Making Community · Keynote
Thursday, 09:00, 1 hour | Ballrooms ABCD
Over the last several years, businesses have seen an explosion in the volume, variety, and velocity of the data they must deal with every day. This has been both a blessing and a curse - at the same time as the explosion in data has enabled new types of highly intelligent applications and insights, developers have found that the previous generation of data management tools and frameworks struggle to keep up with terabytes or petabytes of often ill-structured data.
In this talk, Todd will introduce Apache Hadoop, an open source framework for storing and analyzing large quantities of diverse data. He will first discuss the motivation for the system, and then dive into details about the main components of the stack, their overall architecture, and the programming paradigms used to express scalable and flexible computation on large datasets. Along the way, he will also highlight some interesting applications of the technology. Lastly, Todd will share some experiences and lessons the Hadoop team has learned from working on large scale systems software written primarily in Java.

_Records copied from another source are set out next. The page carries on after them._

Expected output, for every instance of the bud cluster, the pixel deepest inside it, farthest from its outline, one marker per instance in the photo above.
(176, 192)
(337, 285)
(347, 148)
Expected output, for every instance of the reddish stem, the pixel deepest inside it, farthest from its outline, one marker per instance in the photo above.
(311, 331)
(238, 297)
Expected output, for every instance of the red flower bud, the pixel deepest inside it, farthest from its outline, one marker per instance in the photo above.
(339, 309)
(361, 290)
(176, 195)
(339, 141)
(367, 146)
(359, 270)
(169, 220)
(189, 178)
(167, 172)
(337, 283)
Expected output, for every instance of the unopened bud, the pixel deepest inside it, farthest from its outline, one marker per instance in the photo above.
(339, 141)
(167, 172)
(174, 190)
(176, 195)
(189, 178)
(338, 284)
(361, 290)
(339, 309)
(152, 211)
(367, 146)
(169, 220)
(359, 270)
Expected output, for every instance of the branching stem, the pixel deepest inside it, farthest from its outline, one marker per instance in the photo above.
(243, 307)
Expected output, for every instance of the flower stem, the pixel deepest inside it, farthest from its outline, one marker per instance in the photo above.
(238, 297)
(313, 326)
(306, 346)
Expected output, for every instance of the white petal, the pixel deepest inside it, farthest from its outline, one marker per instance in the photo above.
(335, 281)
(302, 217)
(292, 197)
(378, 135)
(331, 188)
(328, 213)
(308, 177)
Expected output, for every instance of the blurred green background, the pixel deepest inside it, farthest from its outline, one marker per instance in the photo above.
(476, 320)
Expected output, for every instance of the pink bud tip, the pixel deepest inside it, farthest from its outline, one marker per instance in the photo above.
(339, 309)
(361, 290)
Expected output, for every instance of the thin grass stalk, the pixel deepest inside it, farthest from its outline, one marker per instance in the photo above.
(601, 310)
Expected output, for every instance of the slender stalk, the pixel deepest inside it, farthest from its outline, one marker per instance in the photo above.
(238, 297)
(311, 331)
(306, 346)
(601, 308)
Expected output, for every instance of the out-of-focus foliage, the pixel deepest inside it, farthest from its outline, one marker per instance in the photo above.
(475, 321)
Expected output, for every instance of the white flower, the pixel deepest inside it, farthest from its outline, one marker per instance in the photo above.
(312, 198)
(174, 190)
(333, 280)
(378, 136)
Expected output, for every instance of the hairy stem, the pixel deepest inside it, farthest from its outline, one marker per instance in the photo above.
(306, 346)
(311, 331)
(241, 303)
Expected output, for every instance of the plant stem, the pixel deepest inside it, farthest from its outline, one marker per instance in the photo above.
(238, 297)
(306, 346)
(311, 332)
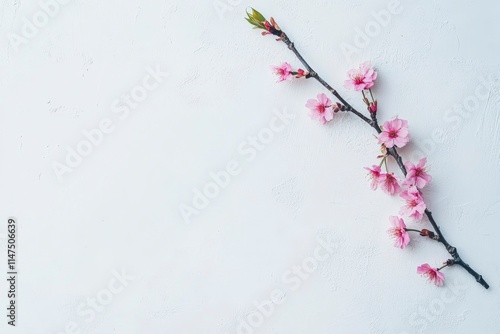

Todd is an engineer at Cloudera, where he works primarily on open source distributed systems in the Apache Hadoop ecosystem. He is a committer on the Hadoop Distributed File System (HDFS) and Hadoop MapReduce projects, and a member of the Apache HBase and Apache Thrift Project Management Committees. He has also contributed to JCarder, a dynamic analysis tool for detecting deadlock-prone lock cycles in complex Java applications.
Prior to Cloudera, Todd worked on backend infrastructure for several web sites including Amie Street, Songza, and MyArtPlot, which he co-founded in 2006. Todd has been coding Java since 2001 but also has shipped production code in Python, Perl, PHP, Erlang, and C++. Todd received his bachelor's degree with honors from Brown University.